Allergy immunotherapy

Published on 23 July 2018

“Allergies are very common in western markets. Grass pollen allergy results in significant discomfort during the season but almost no deaths. Others, like peanut allergy, can be fatal. What links the two is the length and efficacy of the current standard of care. AIT has the promise of having good efficacy in a few doses.” Andy Smith, Healthcare Analyst

How large is the market for allergy immunotherapy?

The World Health Organization reports that 300 million people suffer from asthma attacks and about 200 million to 250 million from food allergies worldwide. Allergy immunotherapy (AIT) retains a small segment of this market, with around 4.7 million patients receiving AIT therapy as of 2017, accounting for $1.2bn in sales. This figure has potential for growth, as around 50 million people are eligible for current-generation treatment, not including those suitable for treatments still in clinical trial.

What is immunotherapy?

Nearly all allergens share the same mechanism for generating an allergic reaction. Exposure to an allergen triggers the production of anti-allergen antibodies such as immunoglobulin. These antibodies release chemicals, commonly in the form of histamine, inflaming the surrounding tissue and prompting an allergic reaction.

Most anti-allergy treatments, like antihistamines, work on inflammatory chemicals but not the antibodies that produce them. Instead, AIT hopes to address the root cause of the disease. It offers long-term relief by desensitising the patient to allergies by administering a low dose of allergen, then escalating the dose over an extended period (two to five years) to accustom the body to the foreign substance.

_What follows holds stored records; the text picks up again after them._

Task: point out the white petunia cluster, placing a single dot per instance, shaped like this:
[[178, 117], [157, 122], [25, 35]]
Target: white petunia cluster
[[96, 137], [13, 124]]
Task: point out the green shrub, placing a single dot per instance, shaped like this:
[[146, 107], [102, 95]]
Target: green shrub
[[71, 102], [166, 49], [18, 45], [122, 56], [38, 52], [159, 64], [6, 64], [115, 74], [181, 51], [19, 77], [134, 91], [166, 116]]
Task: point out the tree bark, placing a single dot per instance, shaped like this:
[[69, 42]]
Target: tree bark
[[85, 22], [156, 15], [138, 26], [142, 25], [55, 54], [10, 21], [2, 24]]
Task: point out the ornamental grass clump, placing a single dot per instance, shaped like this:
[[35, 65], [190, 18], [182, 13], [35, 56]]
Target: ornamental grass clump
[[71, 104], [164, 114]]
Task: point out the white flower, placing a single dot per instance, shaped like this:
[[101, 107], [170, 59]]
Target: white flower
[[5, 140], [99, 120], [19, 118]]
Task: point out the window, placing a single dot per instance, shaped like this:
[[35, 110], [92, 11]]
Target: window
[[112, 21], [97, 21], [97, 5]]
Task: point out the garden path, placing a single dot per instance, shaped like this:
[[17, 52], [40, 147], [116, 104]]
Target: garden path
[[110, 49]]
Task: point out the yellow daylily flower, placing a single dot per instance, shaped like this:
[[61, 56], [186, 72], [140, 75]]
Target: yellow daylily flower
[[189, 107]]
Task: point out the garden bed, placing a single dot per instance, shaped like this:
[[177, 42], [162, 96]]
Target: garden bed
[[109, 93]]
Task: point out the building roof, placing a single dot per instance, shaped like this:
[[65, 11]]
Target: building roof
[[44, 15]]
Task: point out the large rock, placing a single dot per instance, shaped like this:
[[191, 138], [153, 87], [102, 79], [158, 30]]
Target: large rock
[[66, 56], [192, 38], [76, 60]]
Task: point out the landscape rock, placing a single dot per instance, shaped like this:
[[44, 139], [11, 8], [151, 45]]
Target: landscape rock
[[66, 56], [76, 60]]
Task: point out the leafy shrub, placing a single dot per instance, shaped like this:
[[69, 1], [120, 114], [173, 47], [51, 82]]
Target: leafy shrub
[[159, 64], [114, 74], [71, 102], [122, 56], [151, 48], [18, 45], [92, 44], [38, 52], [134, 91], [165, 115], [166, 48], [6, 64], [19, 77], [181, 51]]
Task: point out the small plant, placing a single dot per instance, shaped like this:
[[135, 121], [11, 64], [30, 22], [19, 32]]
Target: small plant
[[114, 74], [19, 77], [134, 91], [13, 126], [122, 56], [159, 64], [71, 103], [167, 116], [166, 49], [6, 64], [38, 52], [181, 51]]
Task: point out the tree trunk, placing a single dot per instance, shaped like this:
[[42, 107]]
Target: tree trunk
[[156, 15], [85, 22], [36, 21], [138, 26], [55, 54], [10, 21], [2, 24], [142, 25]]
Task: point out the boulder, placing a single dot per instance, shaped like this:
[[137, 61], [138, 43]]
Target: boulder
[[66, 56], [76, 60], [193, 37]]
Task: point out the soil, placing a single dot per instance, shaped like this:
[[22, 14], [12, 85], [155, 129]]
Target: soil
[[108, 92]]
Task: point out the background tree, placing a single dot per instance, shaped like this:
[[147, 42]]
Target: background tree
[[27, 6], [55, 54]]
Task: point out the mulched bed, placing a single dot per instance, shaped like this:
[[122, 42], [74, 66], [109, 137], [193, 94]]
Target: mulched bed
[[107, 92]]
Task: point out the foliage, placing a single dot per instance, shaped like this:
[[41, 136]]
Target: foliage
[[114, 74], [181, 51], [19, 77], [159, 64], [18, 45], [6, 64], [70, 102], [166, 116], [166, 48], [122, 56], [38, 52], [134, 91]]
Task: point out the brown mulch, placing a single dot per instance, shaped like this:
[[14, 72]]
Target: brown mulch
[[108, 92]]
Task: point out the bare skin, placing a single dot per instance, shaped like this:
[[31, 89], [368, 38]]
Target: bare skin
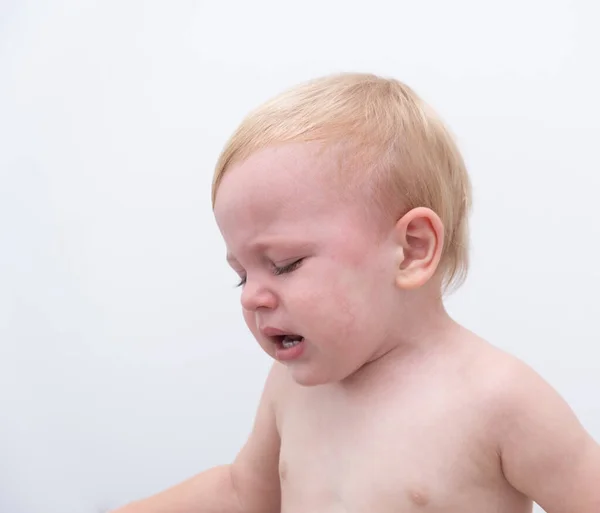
[[391, 406], [410, 433]]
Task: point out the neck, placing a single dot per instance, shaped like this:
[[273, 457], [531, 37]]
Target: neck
[[423, 326]]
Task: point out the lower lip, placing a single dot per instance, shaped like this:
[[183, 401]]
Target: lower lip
[[285, 354]]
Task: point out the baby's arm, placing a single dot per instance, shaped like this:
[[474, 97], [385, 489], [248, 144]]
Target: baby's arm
[[249, 485], [546, 453]]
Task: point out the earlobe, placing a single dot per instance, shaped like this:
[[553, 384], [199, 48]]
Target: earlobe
[[420, 234]]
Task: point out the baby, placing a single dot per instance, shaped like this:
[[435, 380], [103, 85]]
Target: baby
[[343, 204]]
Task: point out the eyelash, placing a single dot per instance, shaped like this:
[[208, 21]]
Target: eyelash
[[277, 271]]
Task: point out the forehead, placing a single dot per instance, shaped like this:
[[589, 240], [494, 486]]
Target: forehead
[[276, 190]]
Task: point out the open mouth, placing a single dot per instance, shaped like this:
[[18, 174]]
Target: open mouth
[[288, 341]]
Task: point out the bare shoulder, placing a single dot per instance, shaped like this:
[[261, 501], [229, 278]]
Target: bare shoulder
[[545, 451]]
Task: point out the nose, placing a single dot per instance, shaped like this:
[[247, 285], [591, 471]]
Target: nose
[[255, 296]]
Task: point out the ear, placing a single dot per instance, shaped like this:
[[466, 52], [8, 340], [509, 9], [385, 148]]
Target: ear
[[420, 235]]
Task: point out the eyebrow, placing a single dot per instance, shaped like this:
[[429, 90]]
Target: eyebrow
[[261, 246]]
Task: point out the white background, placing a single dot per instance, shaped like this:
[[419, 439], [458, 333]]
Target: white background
[[124, 363]]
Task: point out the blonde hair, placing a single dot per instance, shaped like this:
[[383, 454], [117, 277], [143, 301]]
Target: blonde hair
[[407, 156]]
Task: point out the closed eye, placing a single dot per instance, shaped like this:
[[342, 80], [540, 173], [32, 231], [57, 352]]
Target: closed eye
[[287, 268], [277, 271]]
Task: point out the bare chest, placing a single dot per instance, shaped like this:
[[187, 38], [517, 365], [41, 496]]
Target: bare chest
[[429, 455]]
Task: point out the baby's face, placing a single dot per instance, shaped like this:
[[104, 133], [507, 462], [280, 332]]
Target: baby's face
[[318, 289]]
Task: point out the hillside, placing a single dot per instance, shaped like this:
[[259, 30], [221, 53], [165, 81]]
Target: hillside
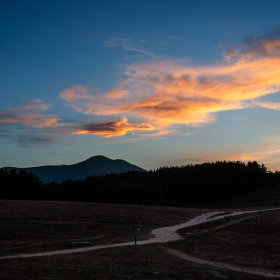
[[94, 166]]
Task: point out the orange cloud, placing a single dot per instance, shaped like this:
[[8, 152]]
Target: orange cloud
[[169, 93], [268, 105], [111, 129]]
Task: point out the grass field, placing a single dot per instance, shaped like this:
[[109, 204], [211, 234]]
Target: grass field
[[43, 226]]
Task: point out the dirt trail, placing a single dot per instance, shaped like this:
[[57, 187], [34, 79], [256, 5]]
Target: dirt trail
[[253, 271], [160, 235]]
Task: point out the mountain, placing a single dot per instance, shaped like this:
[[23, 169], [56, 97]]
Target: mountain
[[94, 166]]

Is the prevalence of allergies growing?

Developed countries and dense urban environments tend to produce populations susceptible to allergies. The World Health Journal traced this trend to environmental factors such as pollution and tobacco smoke in urban areas. This hypothesis is supported by a slight reduction in western allergy prevalence as new pollution standards start to take effect. At the same time, Asian allergy rates have grown with rising pollution levels.

On the other hand, it is often argued that urban predisposition towards allergens is a product of reduced biodiversity, as young children fail to develop a tolerance to common allergens early in life due to an overly sanitised environment. A factor some point to as the cause a high rates of autoimmune disease in the western world, alongside a high rate of allergy.

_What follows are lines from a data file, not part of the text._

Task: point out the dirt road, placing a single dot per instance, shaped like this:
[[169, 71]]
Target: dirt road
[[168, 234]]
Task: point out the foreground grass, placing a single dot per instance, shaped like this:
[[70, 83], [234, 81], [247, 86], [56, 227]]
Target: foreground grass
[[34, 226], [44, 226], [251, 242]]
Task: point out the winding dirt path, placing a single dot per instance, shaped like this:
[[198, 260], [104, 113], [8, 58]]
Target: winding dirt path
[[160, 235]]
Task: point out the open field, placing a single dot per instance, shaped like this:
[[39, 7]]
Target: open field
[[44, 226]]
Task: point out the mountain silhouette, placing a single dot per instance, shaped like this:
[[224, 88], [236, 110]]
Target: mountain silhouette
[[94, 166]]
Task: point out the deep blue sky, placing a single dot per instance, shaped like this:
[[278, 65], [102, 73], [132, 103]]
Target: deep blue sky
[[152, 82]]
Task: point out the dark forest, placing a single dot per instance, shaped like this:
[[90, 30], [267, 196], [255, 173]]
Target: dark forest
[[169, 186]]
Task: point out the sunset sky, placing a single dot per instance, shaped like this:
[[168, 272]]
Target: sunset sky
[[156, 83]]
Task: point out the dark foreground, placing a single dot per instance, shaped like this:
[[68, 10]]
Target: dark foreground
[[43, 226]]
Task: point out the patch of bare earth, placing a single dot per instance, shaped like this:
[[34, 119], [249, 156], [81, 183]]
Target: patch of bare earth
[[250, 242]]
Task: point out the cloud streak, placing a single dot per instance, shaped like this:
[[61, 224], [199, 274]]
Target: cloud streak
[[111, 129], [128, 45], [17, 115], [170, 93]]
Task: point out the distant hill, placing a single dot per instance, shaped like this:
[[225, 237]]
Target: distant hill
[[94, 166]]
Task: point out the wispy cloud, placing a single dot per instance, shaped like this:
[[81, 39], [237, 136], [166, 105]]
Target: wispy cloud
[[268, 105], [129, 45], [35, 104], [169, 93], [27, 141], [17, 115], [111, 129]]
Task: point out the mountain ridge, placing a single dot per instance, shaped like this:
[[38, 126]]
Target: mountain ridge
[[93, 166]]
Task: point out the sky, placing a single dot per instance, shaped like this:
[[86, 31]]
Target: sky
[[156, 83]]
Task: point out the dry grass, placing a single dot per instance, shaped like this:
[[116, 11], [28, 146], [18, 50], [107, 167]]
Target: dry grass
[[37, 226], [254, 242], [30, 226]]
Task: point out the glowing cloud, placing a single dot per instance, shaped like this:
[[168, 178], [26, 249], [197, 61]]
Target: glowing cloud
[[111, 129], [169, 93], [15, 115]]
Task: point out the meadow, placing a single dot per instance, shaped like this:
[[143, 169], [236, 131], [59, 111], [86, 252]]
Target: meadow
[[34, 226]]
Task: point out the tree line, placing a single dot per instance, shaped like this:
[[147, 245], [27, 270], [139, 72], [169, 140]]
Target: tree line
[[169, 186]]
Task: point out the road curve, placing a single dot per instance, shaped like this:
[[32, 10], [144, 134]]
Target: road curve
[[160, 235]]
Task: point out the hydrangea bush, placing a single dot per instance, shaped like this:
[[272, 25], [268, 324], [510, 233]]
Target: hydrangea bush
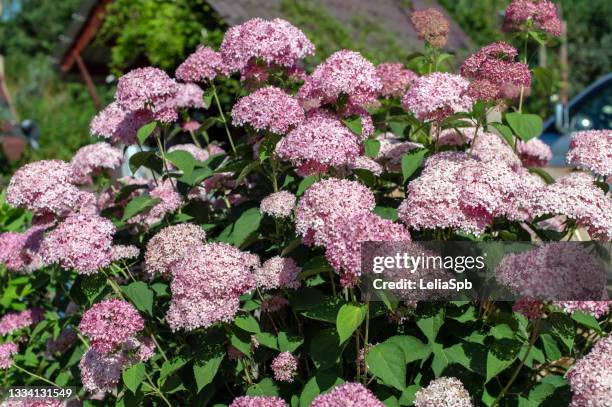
[[228, 274]]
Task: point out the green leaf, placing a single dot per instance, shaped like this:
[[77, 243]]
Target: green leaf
[[387, 362], [413, 348], [431, 325], [183, 160], [267, 339], [550, 347], [265, 387], [350, 317], [325, 350], [305, 183], [289, 343], [141, 295], [386, 213], [354, 125], [318, 384], [247, 323], [247, 223], [525, 125], [145, 131], [411, 161], [205, 371], [505, 132], [587, 320], [137, 205], [542, 174], [171, 366], [372, 147], [133, 376], [208, 95], [147, 159]]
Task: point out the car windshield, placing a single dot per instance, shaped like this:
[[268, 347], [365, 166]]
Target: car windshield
[[594, 112]]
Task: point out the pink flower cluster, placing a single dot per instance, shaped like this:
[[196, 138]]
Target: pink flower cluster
[[284, 367], [170, 245], [344, 243], [555, 271], [93, 157], [14, 321], [574, 196], [343, 73], [19, 252], [7, 350], [326, 202], [196, 152], [431, 26], [207, 286], [275, 42], [437, 96], [147, 88], [534, 153], [279, 272], [84, 243], [595, 308], [100, 372], [201, 66], [320, 142], [443, 391], [541, 13], [269, 109], [188, 95], [278, 204], [456, 192], [46, 188], [590, 378], [592, 150], [495, 65], [347, 394], [395, 79], [169, 201], [258, 401], [119, 125], [110, 323]]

What types of immunotherapy are available?

Established AIT technology takes the form of subcutaneous immunotherapy (SCIT) or sublingual immunotherapy (SLIT). SCIT works through repeated injections over a long period of time: typically, an initial course of two injections twice a week for up to six months (escalation phase) and then monthly injections for three to five years.

The typical SLIT treatment requires additional doses with daily dosing for at least six months and up to three to five years. SLIT is often less effective and struggles to provide lifelong immunity, but reduces the chance of a secondary allergic reaction from injections and requires less medical oversight.

How is immunotherapy affected by regulation?

Historically AIT has suffered from a lack of oversight, resulting in some scepticism about the safety and efficacy of the drugs. This is especially true in the UK, where many insurers do not reimburse the use of AITs. In Germany, regulations are more forthcoming as progressive regulatory efforts are made to require fully documented applications for AIT products.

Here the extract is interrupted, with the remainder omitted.